Do I have to set cache expiration every time on HTML?

I want to set cache expiration for my html page after may be 10days
<META HTTP-EQUIV="expires" CONTENT="Thu, 12 Apr 2012 08:21:57 GMT">
So my question is
What happens after 10days? yes the cache will get expire but do I have to set the expiration date again ?
I there a way to set the day length in number for eg: 10
Am confused here please give me some reference.
Please help...
The tag has limited effect. In particular, it does not affect proxies, since they work on HTTP headers and do not parse HTML documents.
After the expiry time, browsers are expected to treat the copy of the page in their caches as stale and not use it but request for the page from the server (if online), at least conditionally (send if modified since such-and-such). This means that after any new request for the page, the copy received should not be cached at all. So yes, you should set a new expiry date, unless you really want to prevent caching.
The Expires header or its meta simulation needs to have a specific time mentioned. There are other ways to affect caches, see http://www.mnot.net/cache_docs/
You need to use some kind of server-side scripting language (like PHP or ASP or JSP) to set that date dynamically. This is only a 'hint' and browsers may or may not even listen to it.
That is a hint telling browsers that they should keep the HTML in cache until the specified date. That means that, if the browser complies, then whenever it sees the same URL, it will not make a request to retrieve it, but rather it would take the HTML from its cache and show that instead.
Therefore you can safely generate a new time for each request, since the browser that's caching the page won't make the request anyway, and the browsers making the new requests will get an updated hint.
Note though that no one's forcing the browsers to comply, they may simply ignore the hint and make the request anyway.

How to trigger browser html refresh for cached html files?

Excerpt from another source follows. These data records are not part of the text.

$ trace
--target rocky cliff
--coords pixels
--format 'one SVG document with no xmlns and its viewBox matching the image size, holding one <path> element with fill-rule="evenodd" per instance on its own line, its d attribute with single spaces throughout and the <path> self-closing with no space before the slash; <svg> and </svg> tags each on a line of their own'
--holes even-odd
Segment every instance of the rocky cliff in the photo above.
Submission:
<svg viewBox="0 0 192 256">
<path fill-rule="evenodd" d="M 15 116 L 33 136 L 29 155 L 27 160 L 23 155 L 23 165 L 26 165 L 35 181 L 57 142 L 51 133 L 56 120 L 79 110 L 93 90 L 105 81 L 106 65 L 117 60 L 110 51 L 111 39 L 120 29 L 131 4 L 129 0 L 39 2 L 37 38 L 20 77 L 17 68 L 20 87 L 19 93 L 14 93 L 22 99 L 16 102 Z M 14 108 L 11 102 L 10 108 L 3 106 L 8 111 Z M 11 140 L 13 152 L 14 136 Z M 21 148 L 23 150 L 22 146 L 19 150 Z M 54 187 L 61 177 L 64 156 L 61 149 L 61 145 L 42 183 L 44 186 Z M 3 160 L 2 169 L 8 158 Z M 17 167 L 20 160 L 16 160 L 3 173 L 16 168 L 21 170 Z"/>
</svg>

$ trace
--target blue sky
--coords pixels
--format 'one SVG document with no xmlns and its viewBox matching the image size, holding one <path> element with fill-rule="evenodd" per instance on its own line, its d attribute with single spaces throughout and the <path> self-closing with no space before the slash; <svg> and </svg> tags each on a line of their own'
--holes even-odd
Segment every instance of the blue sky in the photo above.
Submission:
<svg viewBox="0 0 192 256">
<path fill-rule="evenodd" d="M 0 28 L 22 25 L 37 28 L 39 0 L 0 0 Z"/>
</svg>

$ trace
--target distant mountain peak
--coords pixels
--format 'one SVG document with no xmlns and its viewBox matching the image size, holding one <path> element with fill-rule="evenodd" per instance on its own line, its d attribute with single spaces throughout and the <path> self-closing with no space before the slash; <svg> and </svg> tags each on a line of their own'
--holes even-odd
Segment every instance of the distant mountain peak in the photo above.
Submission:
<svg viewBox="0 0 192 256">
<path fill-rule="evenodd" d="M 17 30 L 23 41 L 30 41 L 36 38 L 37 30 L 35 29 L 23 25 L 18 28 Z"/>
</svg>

YSLOW suggests: For static components: implement "Never expire" policy by setting far future Expires header.... if you use a far future Expires header you have to change the component's filename whenever the component changes. At Yahoo! we often make this step part of the build process: a version number is embedded in the component's filename, for example, yahoo_2.0.6.js.
http://developer.yahoo.com/performance/rules.html
I'd like to take advantage of caching for my mostly static pages and reload the js files when the version # changes. I've set a version # for my .js files but my main.html page has Expires set to the future so it doesn't reload and therefore doesn't reload the js files. Ideally I'd like to tell the browser (using a psychic technique) to reload main.html when a new version of the site is released. I could make my main.html page always reload but then I loose the caching benefit. I'm not looking for the ctrl-F5 answer as this needs to happen automatically for our users.
I think the answer is: main.html can't be cached, but I'd like to hear what are others doing to solve this problem. How are you getting the best caching vs. reload benefits.
Thanks.
Your analysis is correct. Web performance best practices suggest a far future expiration date for static components (i.e., those which don't change often), and using a version number in the URL manages those changes nicely.
For the main page (main.html), you would not set a far future expiration date. Instead, you could not set an expiration, or set it for a minimal amount of time, for example +24 hours.
Guess it depends on why you want to cache the HTML page - to improve user load-times or reduce server load.
Even with a long expiry time you might find that it's not actually cached at the client for very long (Yahoo studies show that files don't live in the cache for very long), so a shorter expiry time e.g. 1 day, might not be an issue.
If it's to reduce backend load, it might be worth looking at whether a proxy like Varnish would help i.e. it caches the pages from the origin server at serves them when requested. This way you could control how long pages are cached with a finer level of control.

Website files caching?

I want to know how long certain files like css, html and js are desirable to be cached by .htaccess setting and why different time setting for each file type?
In few examples i saw that someone cache html for 10 mins, js for a month and imagery for a year.
I think it depends how often a resource is updated. You HTML content is probably dynamic, so you can't cache it for a long time. Otherwise a visitor sees the changes after a long delay.
On the other side, pictures are rarely updated, so you can set longer cache time.
The JavaScript files are often updated for new features or bugfixes. Maybe you can use a version number for this files (core.js?v=12323) so that you can change the number in your HTML content to get them refreshed by a visitor. This way you can cache them for a longer time as well.